/meta-bam

Sample reads from fastq files - align to genome - makes a "meta-bam" file.

Primary LanguageShell

meta-bam

This bash script produces a "meta-bam" file by sampling reads from multiple RNA-seq libraries. This is done in 2 steps :

  • randomly sample a given number of reads from a group of fastq(gz) files.
  • align those reads to a reference genome using the STAR aligner.

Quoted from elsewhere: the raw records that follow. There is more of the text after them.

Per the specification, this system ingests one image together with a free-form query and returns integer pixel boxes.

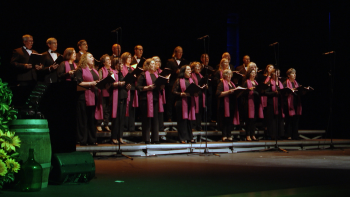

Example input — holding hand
[25,64,33,69]
[35,64,42,70]
[126,84,131,90]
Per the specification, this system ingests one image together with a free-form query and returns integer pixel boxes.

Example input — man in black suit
[130,45,146,68]
[10,34,42,86]
[165,46,189,123]
[39,37,60,83]
[111,44,121,69]
[75,40,88,64]
[235,55,250,75]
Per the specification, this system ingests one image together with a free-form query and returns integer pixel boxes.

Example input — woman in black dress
[120,52,138,132]
[283,68,302,140]
[152,56,166,132]
[216,69,240,142]
[96,54,113,132]
[110,59,131,144]
[137,58,166,144]
[57,48,77,82]
[242,68,264,141]
[190,61,207,131]
[172,65,197,143]
[76,52,102,146]
[265,69,285,140]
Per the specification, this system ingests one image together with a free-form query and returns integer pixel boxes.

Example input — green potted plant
[0,78,21,189]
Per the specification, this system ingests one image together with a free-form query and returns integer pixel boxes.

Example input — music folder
[254,83,269,94]
[200,67,215,76]
[185,83,202,94]
[279,87,294,95]
[233,86,249,97]
[296,86,314,95]
[198,76,209,86]
[154,75,168,87]
[123,67,143,84]
[28,53,44,65]
[159,68,172,76]
[232,71,243,80]
[95,74,115,89]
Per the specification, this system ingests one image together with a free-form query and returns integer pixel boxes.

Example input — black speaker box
[49,152,95,184]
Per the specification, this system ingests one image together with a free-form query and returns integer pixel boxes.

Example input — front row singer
[216,69,240,142]
[76,52,103,146]
[137,59,166,144]
[242,67,263,141]
[172,65,197,144]
[110,59,131,144]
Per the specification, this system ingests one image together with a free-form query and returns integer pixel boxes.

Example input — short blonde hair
[78,52,93,69]
[190,61,201,71]
[142,58,154,71]
[286,68,296,76]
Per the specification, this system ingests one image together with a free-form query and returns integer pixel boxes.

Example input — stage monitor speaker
[49,152,95,184]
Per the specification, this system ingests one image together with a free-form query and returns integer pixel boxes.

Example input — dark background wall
[0,1,349,137]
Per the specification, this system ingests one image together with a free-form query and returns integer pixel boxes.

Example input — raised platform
[76,139,350,157]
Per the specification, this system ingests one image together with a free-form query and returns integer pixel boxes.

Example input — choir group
[10,35,309,146]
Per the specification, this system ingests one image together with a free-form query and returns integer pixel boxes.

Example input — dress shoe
[180,141,186,144]
[119,138,125,144]
[222,137,228,142]
[145,141,150,144]
[80,143,88,146]
[89,142,98,146]
[252,136,259,141]
[190,140,196,143]
[104,126,111,132]
[246,136,252,141]
[152,141,160,144]
[112,139,119,144]
[96,126,103,132]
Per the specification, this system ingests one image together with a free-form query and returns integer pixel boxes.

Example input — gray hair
[222,69,232,78]
[286,68,296,76]
[22,34,33,41]
[46,37,57,44]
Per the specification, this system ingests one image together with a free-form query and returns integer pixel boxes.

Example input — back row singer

Figure 1 shows 4 meta-bam files generated from large sets of RNA-seq samples.

igv-metabam

Figure 1. IGV view of 727 Lung adenocarcinoma (LUAD) RNA-seq libraries from 2 studies (TCGA-LUAD and Seo et al. LUAD) combined into 4 meta-bam files. Top 2 lanes: samples from normal tissues, bottom 2 lanes: samples from tumor tissues.

Dependencies

This script requires :

  • reformat.sh from BBMap, for random sampling of reads
  • STAR Version 2.7.0f was tested, but all versions should work
  • samtools Both dependencies can be downloaded as so, or directly installed on a conda environment, using :
conda install -c bioconda star
conda install -c bioconda bbmap
conda install -c bioconda samtools

Preparation

STAR needs an indexed genome. To create an index, follow the steps in the STAR manual (http://labshare.cshl.edu/shares/gingeraslab/www-data/dobin/STAR/STAR.posix/doc/STARmanual.pdf)

How to Run it ?

Once all dependencies are installed (or your conda environment activated), run the script as follows:

./meta-bam.sh dataType fastQList NbTotalReads referenceGenome

Command line parameters :

  • dataType = -SE or -PE, for single-end of paired-end data
  • fastQList = A text file containing paths to every fastq.gz to sample from. Can be single-end or paired-end data. Paired files should be consecutive in the list.
  • NbTotalReads = An integer: millions of reads to keep in the final BAM file (input 5 means 5,000,000). With option -PE: NbTotalReads are sampled in each R1 and R2 file, retaining read pairs.
  • referenceGenome = Path to the directory containing the genome index for STAR alignment

Example :

./meta-bam.sh -PE listFastQgz.txt 50 data/indexStar

Final folder hierarchy

Results can be found in the meta-bam-out folder :

├── meta-bam
│   ├── meta-bam.sh
│   ├── README.md
│   ├── listFastQgz.txt
│   ├── data
│   │   ├── indexStar
│   │   │   ├── SA
│   │   │   ├── SAindex
│   │   │   ├── {several other index files}
│   ├── meta-bam-out
│   │   ├── sample_R1.fq
│   │   ├── sample_R2.fq
│   │   ├── STARoutputLog.out
│   │   ├── STARoutputLog.progress.out
│   │   ├── STARoutputSJ.out.tab
│   │   ├── STARoutputLog.final.out
│   │   ├── STARoutputAligner.out.sam
│   │   ├── Aligned.bam
│   │   ├── Aligned.bam.bai

A typical fastQList file is provided in exampleFastqFile.txt. Note that the path to the actual fastq.gz files can be either relative or absolute. For paired-end data, each pair must be consecutive in the file.

Processing time

Runtime depends on the size of your input dataset (both individual size file and number of files) and sampling depth.

The random sampling needs to open and read each file entirely, so this step is usually the limiting one.

Example runtimes:

  • 50M reads from 108 paired-end libraries of mean size 2Gb/file (gzipped) : Sampling : 5 hours, Alignment : 15 minutes

  • 50M reads from 369 paired-end libraries of mean size 2Gb/file (gzipped) : Sampling : 15 hours, Alignment : 17 minutes

Sampling time for one file ranges from 4 minutes (2Gb fastq.gz) to 6 minutes (10Gb fastq.gz), with 1 million reads sampled.